Eis a ironia: a liberdade da GPL pode gerar responsabilidade nenhuma. Para um SaaS que fatura milhões, isso é um tiro no pé. O ‘código aberto’ vira ‘código aberto e sangrando’.
O Impacto nos Core Web Vitals (Ou: Como Perdemos o Nosso LCP)
Com o banco corrompido, o Largest Contentful Paint (LCP) disparou. Cada requisição ao siteurl podia cair em um nó errado do CDN. O layout shift era grotesco: elementos de login apareciam em páginas de erro. O First Input Delay (FID) também sofreu, porque o loop de opções estava em lock spin waiting.
Nenhum teste automatizado capturou isso. Por quê? Porque os ambientes de staging não tinham o mesmo perfil de concorrência. O erro só emergia sob carga real, com 5000 usuários simultâneos. Foi um estresse de banco que nenhum script de benchmark prevê.
A Solução: Transações ACID em um Mundo eventualmente Consistente
Não, não adianta só deletar a duplicata. O problema é sistêmico. Implementamos um INSERT ... ON DUPLICATE KEY UPDATE em todas as chamadas de add_option. Parece óbvio, mas em instalações headless, com plugins que ignoram a API, é uma guerra. Forçamos transações com SELECT ... FOR UPDATE em operações críticas. Sim, perdemos um pouco de performance, mas ganhamos sanidade.
E a GPL? Continuamos usando. Mas agora temos um contrato interno: qualquer patch que toque em banco passa por revisão de três engenheiros. A liberdade requer disciplina. E, às vezes, um pouco de cinismo.
Headless WP e o Pesadelo das Opções
Em uma arquitetura headless, o banco de dados WordPress é o único ground truth. Sem renderização server-side, cada requisição REST ou GraphQL depende de opções corretas no primeiro hit. Uma duplicata no wp_options pode fazer um site headless retornar 404 em páginas que existem, simplesmente porque a rota foi mal resolvida. Já vi isso acontecer em um site de grande porte: a página inicial carregava em 500ms, mas qualquer post demorava 10 segundos. A causa? Uma option rewrite_rules com duas entradas, uma válida e uma corrompida.

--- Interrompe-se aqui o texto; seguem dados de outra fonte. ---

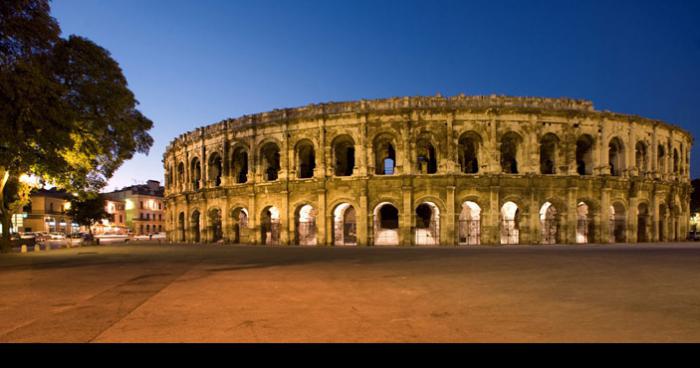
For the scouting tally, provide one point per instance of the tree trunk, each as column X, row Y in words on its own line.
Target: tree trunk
column 5, row 217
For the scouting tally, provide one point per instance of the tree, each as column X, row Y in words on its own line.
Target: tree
column 87, row 210
column 66, row 112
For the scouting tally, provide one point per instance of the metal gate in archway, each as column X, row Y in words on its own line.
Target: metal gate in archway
column 470, row 232
column 549, row 231
column 428, row 235
column 306, row 232
column 510, row 234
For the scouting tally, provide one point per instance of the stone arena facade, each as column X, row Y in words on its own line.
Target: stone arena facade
column 430, row 171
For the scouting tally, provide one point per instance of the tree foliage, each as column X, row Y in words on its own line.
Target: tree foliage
column 66, row 112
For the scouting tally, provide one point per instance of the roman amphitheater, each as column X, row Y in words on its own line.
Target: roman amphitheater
column 424, row 171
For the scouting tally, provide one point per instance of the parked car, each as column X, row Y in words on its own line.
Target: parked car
column 76, row 240
column 112, row 238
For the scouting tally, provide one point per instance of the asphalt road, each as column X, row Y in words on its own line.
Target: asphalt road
column 216, row 293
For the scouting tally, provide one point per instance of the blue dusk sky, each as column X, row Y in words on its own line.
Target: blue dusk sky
column 193, row 63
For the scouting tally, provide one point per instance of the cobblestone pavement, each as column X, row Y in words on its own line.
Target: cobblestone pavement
column 222, row 293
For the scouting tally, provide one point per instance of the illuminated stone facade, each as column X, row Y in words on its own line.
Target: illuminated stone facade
column 430, row 171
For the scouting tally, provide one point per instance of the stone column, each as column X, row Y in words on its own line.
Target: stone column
column 321, row 236
column 448, row 234
column 406, row 218
column 362, row 220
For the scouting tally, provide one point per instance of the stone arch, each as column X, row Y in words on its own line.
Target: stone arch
column 215, row 168
column 616, row 156
column 344, row 224
column 641, row 157
column 643, row 222
column 510, row 223
column 662, row 223
column 470, row 223
column 181, row 227
column 427, row 216
column 214, row 227
column 239, row 224
column 196, row 170
column 386, row 224
column 675, row 161
column 426, row 155
column 239, row 163
column 510, row 152
column 343, row 155
column 195, row 219
column 584, row 154
column 550, row 224
column 180, row 174
column 385, row 154
column 549, row 147
column 661, row 158
column 618, row 222
column 270, row 226
column 305, row 224
column 468, row 147
column 305, row 158
column 585, row 227
column 270, row 162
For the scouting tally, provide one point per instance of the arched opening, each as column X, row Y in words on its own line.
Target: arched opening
column 642, row 223
column 509, row 153
column 215, row 169
column 169, row 177
column 425, row 157
column 386, row 224
column 510, row 223
column 661, row 159
column 661, row 224
column 344, row 155
column 640, row 157
column 385, row 156
column 468, row 152
column 616, row 157
column 239, row 220
column 548, row 153
column 270, row 226
column 306, row 160
column 470, row 224
column 344, row 225
column 181, row 227
column 194, row 224
column 215, row 228
column 427, row 224
column 584, row 225
column 549, row 219
column 618, row 223
column 675, row 161
column 305, row 225
column 196, row 171
column 270, row 156
column 180, row 174
column 584, row 155
column 239, row 165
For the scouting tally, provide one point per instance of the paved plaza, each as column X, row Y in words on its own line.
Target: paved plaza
column 222, row 293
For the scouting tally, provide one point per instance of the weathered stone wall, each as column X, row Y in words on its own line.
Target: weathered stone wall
column 650, row 190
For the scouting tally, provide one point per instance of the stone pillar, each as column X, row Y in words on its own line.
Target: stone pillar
column 632, row 220
column 362, row 220
column 491, row 226
column 448, row 234
column 406, row 216
column 605, row 215
column 321, row 236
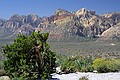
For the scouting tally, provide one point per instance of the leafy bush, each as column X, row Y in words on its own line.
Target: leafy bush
column 67, row 65
column 29, row 57
column 2, row 73
column 1, row 65
column 100, row 65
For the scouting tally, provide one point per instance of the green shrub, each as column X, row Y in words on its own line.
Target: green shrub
column 68, row 66
column 106, row 65
column 2, row 73
column 1, row 65
column 29, row 57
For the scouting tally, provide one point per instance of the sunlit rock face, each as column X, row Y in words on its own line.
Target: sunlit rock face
column 63, row 24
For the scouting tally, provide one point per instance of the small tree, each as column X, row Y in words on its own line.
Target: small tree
column 29, row 57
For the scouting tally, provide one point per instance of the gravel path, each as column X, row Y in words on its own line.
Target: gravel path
column 90, row 76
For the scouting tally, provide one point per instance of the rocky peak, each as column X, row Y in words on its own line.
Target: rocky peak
column 84, row 12
column 16, row 18
column 59, row 12
column 114, row 17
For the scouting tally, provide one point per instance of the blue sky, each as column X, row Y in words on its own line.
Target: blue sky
column 47, row 7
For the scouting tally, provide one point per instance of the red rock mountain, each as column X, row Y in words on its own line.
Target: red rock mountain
column 63, row 25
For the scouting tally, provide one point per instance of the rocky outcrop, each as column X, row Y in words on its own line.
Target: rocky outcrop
column 62, row 24
column 111, row 34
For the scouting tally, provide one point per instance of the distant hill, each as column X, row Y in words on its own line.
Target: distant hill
column 64, row 25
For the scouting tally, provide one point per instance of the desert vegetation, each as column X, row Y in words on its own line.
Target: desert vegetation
column 77, row 63
column 29, row 57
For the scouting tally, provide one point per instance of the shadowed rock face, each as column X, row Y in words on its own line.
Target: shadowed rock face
column 62, row 24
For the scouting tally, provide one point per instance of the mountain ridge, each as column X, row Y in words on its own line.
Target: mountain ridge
column 62, row 25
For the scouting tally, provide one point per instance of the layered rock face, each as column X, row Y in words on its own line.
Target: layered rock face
column 111, row 34
column 62, row 24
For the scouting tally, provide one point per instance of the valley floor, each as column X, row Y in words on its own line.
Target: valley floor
column 90, row 76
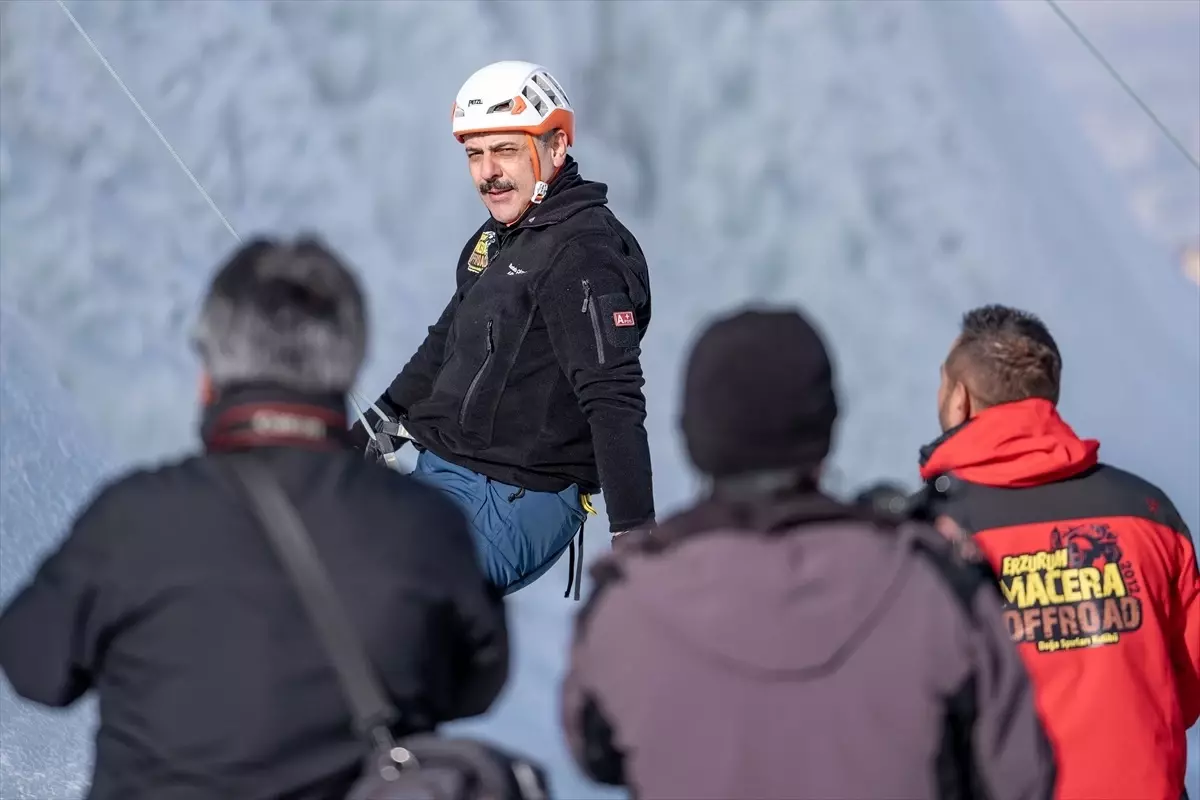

E adivinhe? Não há log. O Apache só vê um 200, o Varnish cacheia o erro. O cliente só percebe quando a receita cai.
O Manifesto Técnico: Por Dentro do Inconsciente Coletivo
WordPress é um sistema operacional social. A GPL é a constituição. Mas constituições têm falhas. O erro que enfrentamos não é culpa de ninguém: é a entropia natural de um ecossistema que cresceu rápido demais. O que aprendi é que, como engenheiros, precisamos ser os guardiões do sono alheio. Não confie em unicidade que não é enforced pelo banco. Use chaves compostas. Monitore o wp_options como se fosse um canário em uma mina de carvão.
E, por favor, nunca ignore uma linha duplicada. Ela pode ser o fantasma que te assombra às 3 da manhã, enquanto você espera o restore de um backup que, ironicamente, também tem a duplicata.
- Verifique duplicatas:
SELECT option_name, COUNT(*) FROM wp_options GROUP BY option_name HAVING COUNT(*) > 1; - Force unique index:
ALTER TABLE wp_options ADD UNIQUE INDEX option_name (option_name);(mas teste antes, pois pode quebrar alguns plugins) - Desconfie de cache de objeto: Ele pode esconder o erro até ser tarde demais.
No fim, a GPL é sobre liberdade. E liberdade sem responsabilidade é só caos. Nosso site sobreviveu. O seu pode não sobreviver. Escolha suas batalhas com sabedoria. E, acima de tudo, nunca confie em um INSERT sem verificar antes.